The wife of an illustrator who died froom asbestos-related cancer has appealed for his former colleagues to come forward with information about his working conditions.
Sutton man Terry McCarthy died, aged 69, from mesothelioma - a type of cancer that attacks the lungs and is associated with asbestos exposure - in December last year after 10 months of battling the symptoms.
Now his grieving widow Linda is trying to find out how he was exposed to the carcinogenic material and is appealing to his former co-workers to come forward with information.
She is seeking to secure coompensation from whomever is responsible for his exposure.
Mr McCarthy wokred as a technical artist for technology company Philipsm where his job involved taking home appliances back to his office to draw illustrations of the parts.
Before his death he told his wife the Philips factory, a centre known as "No 10 Building' based in a former hangar at the old Croydon Airport site in Wallington, was notorious for asbestos dust.
Mrs McCarthy, 66, said: "When we were told Terry’s diagnosis we were absolutely devastated and couldn’t believe he was facing an incurable cancer through no fault of his own.
"He had chemotherapy but it made him feel worse and by October last year he rapidly went downhill, it was very difficult to watch and know nothing could be done.
"Terry had retired from Philips in 2003 and we hoped for a long and happy retirement together.
"I am appealing to anyone who worked at Philips within the No 10 Building, or anyone who worked alongside Terry, to get in touch as any information they have, no matter how small, could prove vital in gaining justice for his death."

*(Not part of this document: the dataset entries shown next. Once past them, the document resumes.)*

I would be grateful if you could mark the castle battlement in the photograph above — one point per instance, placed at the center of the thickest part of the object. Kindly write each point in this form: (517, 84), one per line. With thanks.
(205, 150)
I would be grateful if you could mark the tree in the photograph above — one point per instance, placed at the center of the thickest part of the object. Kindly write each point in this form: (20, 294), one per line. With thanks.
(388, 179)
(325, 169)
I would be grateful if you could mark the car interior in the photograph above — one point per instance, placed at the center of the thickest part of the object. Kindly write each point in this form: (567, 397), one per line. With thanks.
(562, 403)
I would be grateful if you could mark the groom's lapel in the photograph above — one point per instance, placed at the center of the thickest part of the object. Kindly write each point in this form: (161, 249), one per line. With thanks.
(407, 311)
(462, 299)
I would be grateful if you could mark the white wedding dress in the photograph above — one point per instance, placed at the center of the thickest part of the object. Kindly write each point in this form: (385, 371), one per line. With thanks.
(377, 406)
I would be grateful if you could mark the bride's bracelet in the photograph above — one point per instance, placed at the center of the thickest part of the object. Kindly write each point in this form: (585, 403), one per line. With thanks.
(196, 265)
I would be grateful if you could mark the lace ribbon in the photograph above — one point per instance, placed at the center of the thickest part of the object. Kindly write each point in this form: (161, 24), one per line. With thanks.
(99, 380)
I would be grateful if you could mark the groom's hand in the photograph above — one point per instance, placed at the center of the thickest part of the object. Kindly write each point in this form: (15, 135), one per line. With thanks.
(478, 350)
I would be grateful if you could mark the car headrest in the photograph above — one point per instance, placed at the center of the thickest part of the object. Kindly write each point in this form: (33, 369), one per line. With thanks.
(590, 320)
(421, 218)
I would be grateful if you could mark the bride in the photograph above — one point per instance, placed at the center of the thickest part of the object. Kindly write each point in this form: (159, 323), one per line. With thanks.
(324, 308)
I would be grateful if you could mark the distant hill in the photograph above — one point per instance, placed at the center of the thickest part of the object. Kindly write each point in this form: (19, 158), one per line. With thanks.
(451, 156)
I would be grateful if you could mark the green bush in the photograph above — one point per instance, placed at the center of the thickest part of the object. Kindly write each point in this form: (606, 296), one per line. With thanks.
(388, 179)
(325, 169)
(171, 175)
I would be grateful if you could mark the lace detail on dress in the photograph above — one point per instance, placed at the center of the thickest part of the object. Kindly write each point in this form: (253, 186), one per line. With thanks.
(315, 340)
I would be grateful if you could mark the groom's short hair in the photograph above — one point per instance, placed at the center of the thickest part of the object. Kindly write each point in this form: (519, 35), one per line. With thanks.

Mrs McCarthy has instructed experts at legal firm Irwin Mitchell to investigate where and how he was exposed.
The firm's partner, Helen Ashton, said: "We are very keen to speak with any of Mr McCarthy’s former colleagues at Philips who may be able to provide vital information about the presence of asbestos within the factory and the working conditions employees faced.
"Companies have been well aware of the dangers of exposing staff to asbestos since as far back as the 1950s and 60s so there is no excuse for workers not to have been warned or protected."
Contact Ms Aston on 0870 1500 100.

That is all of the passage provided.